L’on y découvre donc, lors de l’ouverture, le jeune Harold Chaesen procédant à l’une de ses très nombreuses mises en scène de suicide, exécutées dans le but d’attirer ne serait-ce qu’une seconde l’attention de sa mère, une veuve bourgeoise blasée et légèrement égocentrique, plus préoccupée par sa manucure à venir que par les démonstrations de son fils. Si elle a cessé de prêter le moindre crédit à ces jeux macabres, elle n’en demeure pas moins désireuse de voir Harold cesser ses étranges pitreries, et surtout convoler avec une jeune femme. Aussi le fait-elle suivre régulièrement par son ami médecin pour tenter de le convaincre de se mettre à des loisirs plus « normaux » et l’inscrit-elle dans une agence matrimoniale, sans réelle conviction mais avec tout de même l’espoir qu’il puisse faire bonne impression. Sans grande surprise, le jeune homme ne sera pas très coopératif lors de ces rendez-vous avec des femmes, qui, disons-le, s’avèreront à leur manière tout aussi atypiques et marginales que lui.

Entre temps, sa vie commencera toutefois à être chamboulée par l’arrivée de la fameuse Maude. Se rendant à un enterrement d’inconnu, l’un de ses autres loisirs favoris, il se fait ainsi aborder par cette vieille dame haute en couleurs (y compris dans son habillement) qui commencera inévitablement par l’agacer avec sa joie de vivre et son sens du partage. Il n’est d’ailleurs pas le seul à être déstabilisée par cette femme pas comme les autres, le prêtre souhaitant aussi voir partir cette hurluberlue dégustant des cacahuètes dans son église, arguments sur le souhait divin de voir les hommes s’épanouir dans sa maison à l’appui. Cherchant à la fuir, il la recroisera toutefois quelque temps plus tard au cimetière, lors d’une inhumation toujours célébré par le même prêtre. Elle vient y planter un arbre volé en ville et devant le refus du gardien du cimetière, entraînera Harold malgré lui et empruntera la voiture du prêtre pour aller en forêt.

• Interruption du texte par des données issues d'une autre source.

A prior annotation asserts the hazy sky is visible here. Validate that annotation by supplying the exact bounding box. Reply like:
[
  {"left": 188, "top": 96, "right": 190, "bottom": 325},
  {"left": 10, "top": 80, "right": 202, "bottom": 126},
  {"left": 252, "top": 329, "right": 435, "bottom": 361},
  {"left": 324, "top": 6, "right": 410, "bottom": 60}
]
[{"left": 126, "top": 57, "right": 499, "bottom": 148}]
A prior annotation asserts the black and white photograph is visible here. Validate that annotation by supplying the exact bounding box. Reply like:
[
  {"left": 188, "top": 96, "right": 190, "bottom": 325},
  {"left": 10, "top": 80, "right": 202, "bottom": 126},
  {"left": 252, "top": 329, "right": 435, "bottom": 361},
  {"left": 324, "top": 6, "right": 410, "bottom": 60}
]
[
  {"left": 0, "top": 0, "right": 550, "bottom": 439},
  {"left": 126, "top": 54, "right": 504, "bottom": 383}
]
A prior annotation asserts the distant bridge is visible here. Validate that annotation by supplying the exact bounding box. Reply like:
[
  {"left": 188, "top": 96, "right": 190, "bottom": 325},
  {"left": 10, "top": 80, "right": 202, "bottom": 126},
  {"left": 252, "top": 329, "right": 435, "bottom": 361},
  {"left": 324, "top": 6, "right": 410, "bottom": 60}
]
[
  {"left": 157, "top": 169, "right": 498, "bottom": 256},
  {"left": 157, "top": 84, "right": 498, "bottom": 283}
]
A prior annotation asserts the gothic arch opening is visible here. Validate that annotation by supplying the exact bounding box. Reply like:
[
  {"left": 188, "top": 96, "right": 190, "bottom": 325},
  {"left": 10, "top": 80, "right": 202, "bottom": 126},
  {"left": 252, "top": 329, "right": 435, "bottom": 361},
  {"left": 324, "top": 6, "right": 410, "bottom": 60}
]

De ce moment naîtra une amitié touchante entre cette femme ayant traversé les épreuves de la vie sans se départir une seconde de son sourire et de son optimisme et cet enfant gâté aux allures sombres et en quête d’affection. Découvrant son logement de bric et de broc mais plein d’inventivité, il se laissera touché par l’humanité de cette femme dont le corps a vieilli mais donc l’esprit a toujours 20 ans, lui qui est aux antipodes. Et lorsque l’inspecteur de police agacé depuis de nombreuses années par ses frasques bien intentionnées mais contraires au fameux ordre public trouvera le moyen de saisir ses biens et de l’expulser, Harold fera tout pour voler à son secours. Mû par des sentiments non entièrement platoniques que ses rendez-vous de l’agence matrimoniale sont loin de lui avoir fait éprouver.

Cette pièce nous entraîne dans un tourbillon de moments tour à tour drôles, poétiques et émouvants, où l’émotion est là à chaque instant. Le décor modulable conçu par les Ateliers des Forges est une réussite, de même que la mise en scène très dynamique de Jean-Denis Monory. Sans citer tous les comédiens, ils nous livrent tous une interprétation très généreuse, Léo Pochat (Harold) et Iris Aguettant (Maude) naturellement plus encore que les autres. Si la pièce fait réfléchir et contient son lot de moments durs, elle fait avant tout sourire, célébrant la vie et tout ce qu’elle contient de beau. Et l’on en ressort un peu galvanisé, avec l’envie de transmettre cette joie communicative.